One idea for an app that has already been suggested would enable officers to make better use of the city's custody suites following an arrest. The app would help officers to allocate an arrestee to a cell and help to avoid overcrowding by displaying live arrests and up-to-date data on available cell space.

“Sometimes officers can’t get to local suite and it has knock-on effects for an investigation. The idea came from someone using Uber to get to a meeting,” said Davies. 

Mobile challenges

The apps would be added to mobile platform OPTIK, which is in use by 10,000 frontline members of Greater Manchester Police staff, via 6,000 smartphones and 4,000 Galaxy tablets. It is provided by India-based HCL and was rolled out last November.

“The driver [for implementing the mobile platform] was for officers to spend more time in communities rather than at the station doing paperwork. Also, we want officers to be more autonomous in decision making. To do that, they need access to information,” Davies said. 
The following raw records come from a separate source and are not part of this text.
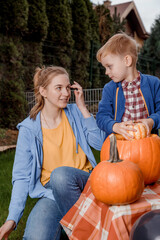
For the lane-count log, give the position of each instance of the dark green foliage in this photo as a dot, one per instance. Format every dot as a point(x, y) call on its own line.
point(32, 58)
point(37, 32)
point(37, 21)
point(12, 99)
point(149, 58)
point(81, 36)
point(13, 17)
point(58, 48)
point(94, 73)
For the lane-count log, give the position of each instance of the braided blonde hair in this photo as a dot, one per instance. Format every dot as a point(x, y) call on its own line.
point(42, 78)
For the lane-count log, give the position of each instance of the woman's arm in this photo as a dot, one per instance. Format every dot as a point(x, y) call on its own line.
point(20, 175)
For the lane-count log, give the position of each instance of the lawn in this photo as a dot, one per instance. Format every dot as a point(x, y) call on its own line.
point(6, 163)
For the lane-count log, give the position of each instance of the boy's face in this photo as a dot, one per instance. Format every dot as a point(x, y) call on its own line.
point(115, 66)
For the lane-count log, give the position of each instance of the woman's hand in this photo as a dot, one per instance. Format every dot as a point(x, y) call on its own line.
point(6, 229)
point(122, 128)
point(79, 97)
point(148, 122)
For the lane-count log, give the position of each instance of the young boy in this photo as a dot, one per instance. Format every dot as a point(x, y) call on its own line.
point(130, 96)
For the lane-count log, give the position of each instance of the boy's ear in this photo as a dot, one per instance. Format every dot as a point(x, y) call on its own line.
point(42, 91)
point(128, 60)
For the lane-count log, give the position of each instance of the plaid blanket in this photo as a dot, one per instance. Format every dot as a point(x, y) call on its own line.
point(90, 219)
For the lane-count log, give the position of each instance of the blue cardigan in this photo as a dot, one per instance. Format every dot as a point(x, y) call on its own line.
point(150, 88)
point(29, 156)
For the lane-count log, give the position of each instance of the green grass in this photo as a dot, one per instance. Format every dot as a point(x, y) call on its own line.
point(6, 164)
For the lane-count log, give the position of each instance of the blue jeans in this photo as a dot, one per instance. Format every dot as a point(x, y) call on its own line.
point(67, 183)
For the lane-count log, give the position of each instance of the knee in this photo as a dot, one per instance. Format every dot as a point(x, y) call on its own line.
point(59, 177)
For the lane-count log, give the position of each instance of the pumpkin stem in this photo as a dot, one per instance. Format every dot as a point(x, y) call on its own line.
point(114, 156)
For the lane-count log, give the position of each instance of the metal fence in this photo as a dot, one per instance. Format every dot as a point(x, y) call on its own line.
point(91, 96)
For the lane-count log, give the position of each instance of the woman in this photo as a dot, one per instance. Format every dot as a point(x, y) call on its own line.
point(53, 157)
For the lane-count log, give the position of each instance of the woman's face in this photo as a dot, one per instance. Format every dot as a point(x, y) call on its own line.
point(58, 92)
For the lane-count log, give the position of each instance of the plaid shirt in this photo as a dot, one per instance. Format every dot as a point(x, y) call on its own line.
point(134, 105)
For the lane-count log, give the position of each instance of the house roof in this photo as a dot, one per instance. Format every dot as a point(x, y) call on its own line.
point(129, 11)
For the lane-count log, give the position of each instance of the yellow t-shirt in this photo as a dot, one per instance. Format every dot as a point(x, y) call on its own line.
point(59, 149)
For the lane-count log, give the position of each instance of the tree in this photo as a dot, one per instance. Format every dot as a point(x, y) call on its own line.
point(93, 27)
point(59, 43)
point(13, 24)
point(149, 57)
point(81, 36)
point(37, 28)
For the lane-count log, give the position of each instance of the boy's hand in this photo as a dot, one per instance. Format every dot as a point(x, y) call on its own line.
point(79, 97)
point(148, 122)
point(122, 128)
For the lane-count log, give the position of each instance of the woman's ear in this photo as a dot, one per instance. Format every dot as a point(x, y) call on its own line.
point(42, 91)
point(128, 60)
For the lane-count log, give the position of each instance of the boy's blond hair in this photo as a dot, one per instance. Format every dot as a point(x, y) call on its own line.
point(119, 44)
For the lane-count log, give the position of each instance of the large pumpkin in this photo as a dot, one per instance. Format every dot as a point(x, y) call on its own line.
point(145, 152)
point(116, 181)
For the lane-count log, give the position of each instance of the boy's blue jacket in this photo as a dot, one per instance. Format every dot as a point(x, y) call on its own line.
point(29, 156)
point(150, 87)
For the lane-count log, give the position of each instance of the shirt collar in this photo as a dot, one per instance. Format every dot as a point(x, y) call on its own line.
point(135, 82)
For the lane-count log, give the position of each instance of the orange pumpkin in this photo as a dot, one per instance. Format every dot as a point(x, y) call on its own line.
point(116, 181)
point(141, 130)
point(144, 152)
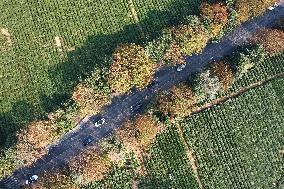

He also spoke of the challenges of implementing a large-scale mobile programme. "One challenge has been the legacy of these kind of technology rollouts and doing it in a different way. We wanted this work to be user led rather than technically led.

"A key challenge has been getting the cultural shift in focus. This isn’t end users being a passive receiver of technology. Apps are designed with users. Local police leaders are being asked to take ownership of behaviour change."

Cost savings

The platform already offers apps to save police time and make better use of data. A crime recording app for example, allows officers to input crime reports directly into their smartphone while in people’s homes or at the scene of an incident. Previously, officers had to call a Crime Recording Unit where an operator would take crime data over the phone then input the data on the police system. 

As a result, Greater Manchester Police has reduced running costs of its Crime Recording Unit by £950,000 from staff cost savings.

OPTIK has also saved the force money by reducing travel to and from the police station because officers can update records on the go, directly onto their mobile phone and has consequently saved fuel costs too. Davies said that, in future, there may be cost savings from the reduced use of in-vehicle radio system.